Although KYC was not on most banks’ radars five years ago, it is now a top priority. Anti-money laundering failures cost money, reputation, and customers. It’s no longer enough for financial institutions to improve financial crime checks on new clients. Regulators across Europe require them to also revalidate existing clients through large-scale remediation. This requires a very diligent, high-quality process under strict timelines.
Banks want to ensure they get it right the first time, exceeding regulatory requirements from a quality perspective, while also meeting the deadline to avoid forced account closures. They typically hire large teams of people to try to solve the problem. This is both costly and inefficient. We are committed to making this easier for all parties.
The type of fraud committed has also changed over the years. Where we commonly saw document fraud (hiding one’s identity by means of a counterfeit ID document), in recent years we’ve seen social engineering become more prevalent. To combat this, financial institutions not only need to conduct holistic data checking beyond document verification at account opening, but also monitor customer identities throughout the customer lifecycle. Money mules, for example, appear to be perfectly legitimate people at onboarding, but transfer access to the account to money launderers after the account is opened.
Catching these individuals at KYC onboarding is extremely challenging but essential in the fight against financial crime. Banks and other financial institutions must adopt technology that can confirm the account user is the account holder throughout various points in the customer lifecycle.
Have you noticed any emerging trends in financial fraud that banks and financial institutions should look out for?
The pandemic has led to an increase in financial crime. To avoid detection, fraudsters are growing more skilled, using deepfakes, social engineering techniques, and creating synthetic online identities.

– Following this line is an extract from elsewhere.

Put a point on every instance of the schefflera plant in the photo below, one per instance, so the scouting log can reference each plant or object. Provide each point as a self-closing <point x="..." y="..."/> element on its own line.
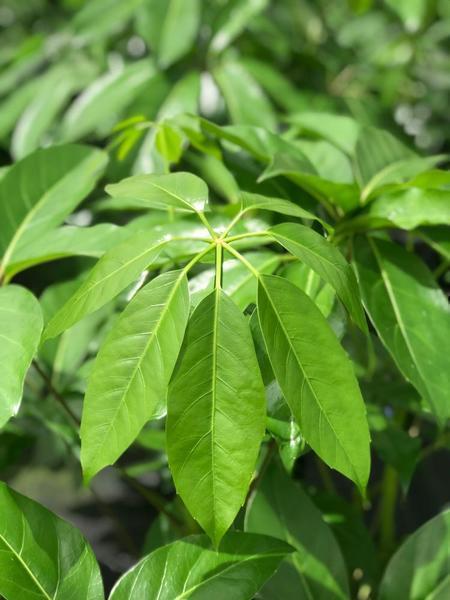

This year, 47% of detected financial fraud attempts in Europe involved social engineering or manipulation. In fact, we found a 37% increase of these attempts between June 2020 and June 2021 after analysing millions of bank account openings. It is simply not enough for banks to have core identity checks and balances in place to protect against fraud. Specialist KYC technology is essential to stay one step ahead of increasingly inventive criminals.
What has been your biggest business challenge?
Applying AI to KYC is extremely challenging as it requires in-depth knowledge of regulatory requirements. It also requires data on specific markets and on both fraudulent and authentic ID documents.
We have set the bar high and only automate an identity check if we can objectively prove it leads to a higher quality outcome. This rigorous focus on quality made it a daunting task to apply AI at scale, but last year alone we shipped six new AI models and our proprietary Optical Character Recognition (OCR) models outperformed those of Google Vision (which in layman’s terms, means they’re really good!).
What’s in store for the future?
Looking ahead, we expect to see the rise of portable digital identities in the form of eIDs, as well as more focus on continuous KYC processes. The latter will allow regulated institutions to continuously monitor customer identities throughout the customer lifecycle, after the initial KYC onboarding. This ties into the wider trend of account takeovers via social engineering techniques. We are focused on combatting account takeovers by re-verifying that the account user and the account holder are one and the same.
We expect to see an increase in fraud detection tools to combat the continued evolution of fraud techniques such as deepfakes. It’s also likely that we’ll see further digitisation of financial services and with that, increasingly stricter AML regulations and enforcement.